On July 25, 2023, the United States Securities and Exchange Commission (SEC), by a slim majority (3-2 vote), embraced final rules revolving around cyber security risk management, strategy, governance, and incident reporting by public companies. The news was reported by JD Supra.
These newly adopted rules, known as the Final Rules, serve a twofold purpose. Principally, they aim to enhance and standardize disclosures regarding related topics such as cyber security risk management, strategy, governance, and any sizeable cyber security incidents by registrants. The target of these augmentations are registrants who are under the reporting conditions of the Securities Exchange Act.
The decision, while not unanimously embraced, is a reflection of the agency’s growing concern about the potential financial impacts of cyber threats on public companies, their stakeholders, and the broader economy. In implementing these rules, the SEC joins a growing chorus of regulatory bodies globally that are forcing companies to take cyber security pressures more seriously.
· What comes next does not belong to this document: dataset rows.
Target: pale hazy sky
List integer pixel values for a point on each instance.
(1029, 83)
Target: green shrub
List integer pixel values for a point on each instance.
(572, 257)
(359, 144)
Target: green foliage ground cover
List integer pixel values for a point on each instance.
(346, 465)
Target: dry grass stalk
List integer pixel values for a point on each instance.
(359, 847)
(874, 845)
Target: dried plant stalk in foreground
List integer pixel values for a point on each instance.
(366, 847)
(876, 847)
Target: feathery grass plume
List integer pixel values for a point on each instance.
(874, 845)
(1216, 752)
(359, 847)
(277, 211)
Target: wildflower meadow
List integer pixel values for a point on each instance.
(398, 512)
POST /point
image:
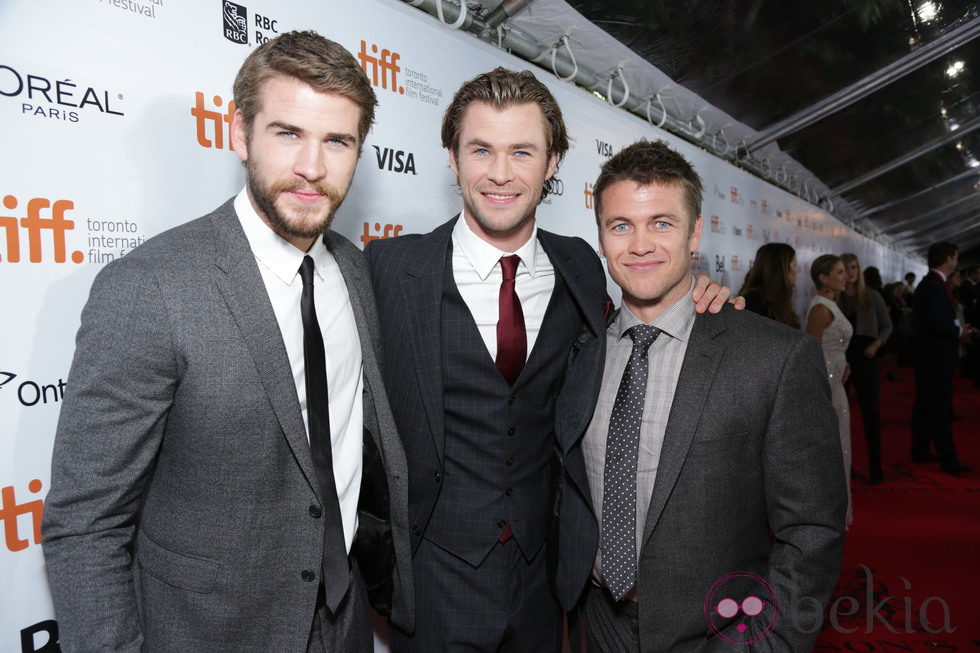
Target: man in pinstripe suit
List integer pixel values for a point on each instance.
(478, 319)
It’s important to stress the SEC’s new rules are not just about forcing companies to reveal when they have been attacked but are about creating a standard for all disclosures related to cyber-security risks. As such, they include the requirement to disclose details about the governance structures set up to manage those risks as well as cyber security strategies.
However, the split decision signals that there are still debates within the regulatory community about the best way to approach the issue, and how much onus to put on companies themselves. While some support a more hands-on, prescriptive approach, others voice concerns that too much regulation might snuff out innovation.